# Tapatalk



## riblet1 (Oct 10, 2013)

Anyone else have issues accessing the forum with Tapatalk? It used work fine but not for a few weeks.


----------



## turnandburn (Oct 10, 2013)

what r u using? iOS, Android or windows? i know my tapatalk for windows phone sucks....works great on iOS, or at least i knew it worked great. lol.


----------



## riblet1 (Oct 10, 2013)

iPhone 5 ios7


----------



## riblet1 (Oct 10, 2013)

Just figured out Tapatalk works but not Tapatalk pro.


----------



## dummy que (Nov 17, 2013)

just updated my taptalk could get throug before update 1hr. ago WTF


----------



## turnandburn (Nov 17, 2013)

Haven't been able to use my tapatalk since the update about a week ago. Sucks. The mobile app is still pretty kickass.


----------



## driedstick (Nov 17, 2013)

Just installed it will try it out.


----------



## crpngdth2001 (Nov 17, 2013)

Mine quit working about 10 days ago, and just started working again today.

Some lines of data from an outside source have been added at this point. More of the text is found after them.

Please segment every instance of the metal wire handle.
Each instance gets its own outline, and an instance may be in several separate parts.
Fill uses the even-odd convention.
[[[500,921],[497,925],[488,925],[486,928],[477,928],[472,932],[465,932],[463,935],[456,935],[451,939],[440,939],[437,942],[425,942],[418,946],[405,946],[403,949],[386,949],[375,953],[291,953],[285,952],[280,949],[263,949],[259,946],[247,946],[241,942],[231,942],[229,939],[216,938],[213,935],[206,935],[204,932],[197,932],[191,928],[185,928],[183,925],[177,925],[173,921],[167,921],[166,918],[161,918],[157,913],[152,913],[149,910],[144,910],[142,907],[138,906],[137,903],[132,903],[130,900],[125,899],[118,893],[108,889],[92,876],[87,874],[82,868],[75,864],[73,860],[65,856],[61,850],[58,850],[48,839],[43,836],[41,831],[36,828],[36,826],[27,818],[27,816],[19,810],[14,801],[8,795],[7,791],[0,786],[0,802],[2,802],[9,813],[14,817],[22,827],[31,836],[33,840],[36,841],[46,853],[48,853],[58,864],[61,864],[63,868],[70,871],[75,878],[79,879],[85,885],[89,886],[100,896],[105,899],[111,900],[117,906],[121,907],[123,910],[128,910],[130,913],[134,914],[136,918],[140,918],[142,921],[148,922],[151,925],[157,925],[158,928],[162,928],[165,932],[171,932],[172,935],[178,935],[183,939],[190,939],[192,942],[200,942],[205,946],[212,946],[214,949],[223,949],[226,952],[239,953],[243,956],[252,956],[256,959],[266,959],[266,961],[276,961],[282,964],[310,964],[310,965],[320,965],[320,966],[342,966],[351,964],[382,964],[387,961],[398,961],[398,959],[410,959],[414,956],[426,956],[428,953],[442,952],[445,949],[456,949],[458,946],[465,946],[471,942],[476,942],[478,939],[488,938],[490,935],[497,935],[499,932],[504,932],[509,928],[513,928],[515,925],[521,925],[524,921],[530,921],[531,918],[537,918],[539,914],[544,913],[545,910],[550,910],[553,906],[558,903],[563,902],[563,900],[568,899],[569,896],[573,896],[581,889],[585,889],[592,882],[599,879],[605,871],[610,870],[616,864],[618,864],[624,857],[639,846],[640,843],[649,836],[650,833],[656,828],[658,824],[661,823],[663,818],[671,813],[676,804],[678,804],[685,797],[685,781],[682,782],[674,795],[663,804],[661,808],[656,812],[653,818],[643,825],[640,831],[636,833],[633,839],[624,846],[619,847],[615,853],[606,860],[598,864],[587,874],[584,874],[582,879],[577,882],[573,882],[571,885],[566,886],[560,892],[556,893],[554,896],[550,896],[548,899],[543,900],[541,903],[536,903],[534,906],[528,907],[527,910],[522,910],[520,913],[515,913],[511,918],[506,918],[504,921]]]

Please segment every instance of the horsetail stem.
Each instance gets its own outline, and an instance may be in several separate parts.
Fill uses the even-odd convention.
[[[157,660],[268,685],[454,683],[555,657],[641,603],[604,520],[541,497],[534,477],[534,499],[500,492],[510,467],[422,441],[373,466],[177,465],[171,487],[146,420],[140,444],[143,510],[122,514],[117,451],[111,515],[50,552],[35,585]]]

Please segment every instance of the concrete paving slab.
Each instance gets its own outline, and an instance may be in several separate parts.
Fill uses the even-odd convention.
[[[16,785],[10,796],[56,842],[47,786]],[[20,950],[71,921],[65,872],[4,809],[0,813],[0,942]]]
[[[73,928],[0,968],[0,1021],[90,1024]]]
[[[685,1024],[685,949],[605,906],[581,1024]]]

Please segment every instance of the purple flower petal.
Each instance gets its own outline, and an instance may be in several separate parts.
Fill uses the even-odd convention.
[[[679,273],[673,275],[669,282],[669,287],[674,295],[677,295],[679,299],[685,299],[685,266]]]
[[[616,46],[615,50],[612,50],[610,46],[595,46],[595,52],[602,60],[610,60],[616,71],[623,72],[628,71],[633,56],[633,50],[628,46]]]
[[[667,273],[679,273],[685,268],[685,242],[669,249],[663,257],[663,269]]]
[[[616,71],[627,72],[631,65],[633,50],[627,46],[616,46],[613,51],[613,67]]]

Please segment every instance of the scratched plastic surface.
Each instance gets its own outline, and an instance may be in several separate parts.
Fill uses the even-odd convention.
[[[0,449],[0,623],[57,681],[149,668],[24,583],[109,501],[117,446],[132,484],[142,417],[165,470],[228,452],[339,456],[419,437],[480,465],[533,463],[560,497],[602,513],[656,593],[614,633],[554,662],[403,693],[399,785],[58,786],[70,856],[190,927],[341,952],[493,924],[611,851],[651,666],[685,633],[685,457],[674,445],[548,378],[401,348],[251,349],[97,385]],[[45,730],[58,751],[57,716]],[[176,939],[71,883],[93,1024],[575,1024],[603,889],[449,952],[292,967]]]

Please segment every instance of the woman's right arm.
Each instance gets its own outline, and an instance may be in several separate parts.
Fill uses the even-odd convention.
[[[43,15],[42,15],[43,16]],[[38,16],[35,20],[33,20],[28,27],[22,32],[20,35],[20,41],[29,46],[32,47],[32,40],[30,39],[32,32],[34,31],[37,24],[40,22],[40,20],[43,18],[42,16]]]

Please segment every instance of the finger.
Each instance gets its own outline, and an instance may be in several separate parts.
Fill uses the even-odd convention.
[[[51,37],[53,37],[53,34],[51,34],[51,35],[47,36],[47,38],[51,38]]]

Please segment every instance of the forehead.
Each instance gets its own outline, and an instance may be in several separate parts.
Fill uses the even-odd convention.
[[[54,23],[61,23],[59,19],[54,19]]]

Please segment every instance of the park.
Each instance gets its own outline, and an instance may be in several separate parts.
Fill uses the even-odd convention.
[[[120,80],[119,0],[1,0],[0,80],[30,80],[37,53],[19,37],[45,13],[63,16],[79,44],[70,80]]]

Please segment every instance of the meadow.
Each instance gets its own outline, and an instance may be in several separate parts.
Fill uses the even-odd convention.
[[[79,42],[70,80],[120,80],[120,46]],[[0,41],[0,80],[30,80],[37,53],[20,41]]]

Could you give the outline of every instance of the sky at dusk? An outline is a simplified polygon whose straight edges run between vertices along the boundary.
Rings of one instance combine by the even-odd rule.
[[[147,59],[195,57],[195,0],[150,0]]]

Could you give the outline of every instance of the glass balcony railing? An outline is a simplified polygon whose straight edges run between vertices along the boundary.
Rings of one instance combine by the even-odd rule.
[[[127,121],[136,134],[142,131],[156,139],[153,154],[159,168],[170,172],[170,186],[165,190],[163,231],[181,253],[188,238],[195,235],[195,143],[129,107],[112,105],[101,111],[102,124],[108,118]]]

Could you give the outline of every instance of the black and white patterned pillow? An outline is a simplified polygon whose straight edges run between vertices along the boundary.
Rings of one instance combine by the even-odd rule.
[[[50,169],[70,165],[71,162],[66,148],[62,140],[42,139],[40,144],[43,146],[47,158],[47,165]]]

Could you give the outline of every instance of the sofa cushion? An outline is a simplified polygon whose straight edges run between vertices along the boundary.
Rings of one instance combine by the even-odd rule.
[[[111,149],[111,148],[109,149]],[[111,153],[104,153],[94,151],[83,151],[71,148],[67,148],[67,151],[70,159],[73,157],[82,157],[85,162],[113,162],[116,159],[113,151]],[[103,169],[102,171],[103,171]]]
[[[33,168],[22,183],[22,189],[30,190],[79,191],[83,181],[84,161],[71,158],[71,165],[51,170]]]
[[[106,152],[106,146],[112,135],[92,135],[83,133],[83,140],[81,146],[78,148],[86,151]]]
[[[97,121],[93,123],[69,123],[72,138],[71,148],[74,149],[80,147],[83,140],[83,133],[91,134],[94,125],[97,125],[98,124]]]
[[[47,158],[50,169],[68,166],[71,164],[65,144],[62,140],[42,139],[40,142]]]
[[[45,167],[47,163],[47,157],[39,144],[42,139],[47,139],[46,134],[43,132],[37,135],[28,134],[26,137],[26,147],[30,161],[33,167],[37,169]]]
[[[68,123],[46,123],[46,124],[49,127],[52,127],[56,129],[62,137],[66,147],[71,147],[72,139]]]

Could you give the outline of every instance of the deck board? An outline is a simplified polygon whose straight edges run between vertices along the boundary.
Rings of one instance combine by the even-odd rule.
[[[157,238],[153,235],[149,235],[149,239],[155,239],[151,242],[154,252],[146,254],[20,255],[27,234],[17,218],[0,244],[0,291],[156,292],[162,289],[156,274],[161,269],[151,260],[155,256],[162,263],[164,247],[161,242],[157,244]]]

It seems to do this randomly over the last 6 months or so.


----------



## dummy que (Nov 17, 2013)

how do you down load smf app or get taptalk to work on android device


----------



## driedstick (Nov 17, 2013)

go to your settings do a search for smoking meat forums


----------



## davidhef88 (Nov 18, 2013)

go to the bottom of the SMF home page and tap mobile.  Since they came out with that

I haven'tused tap.


----------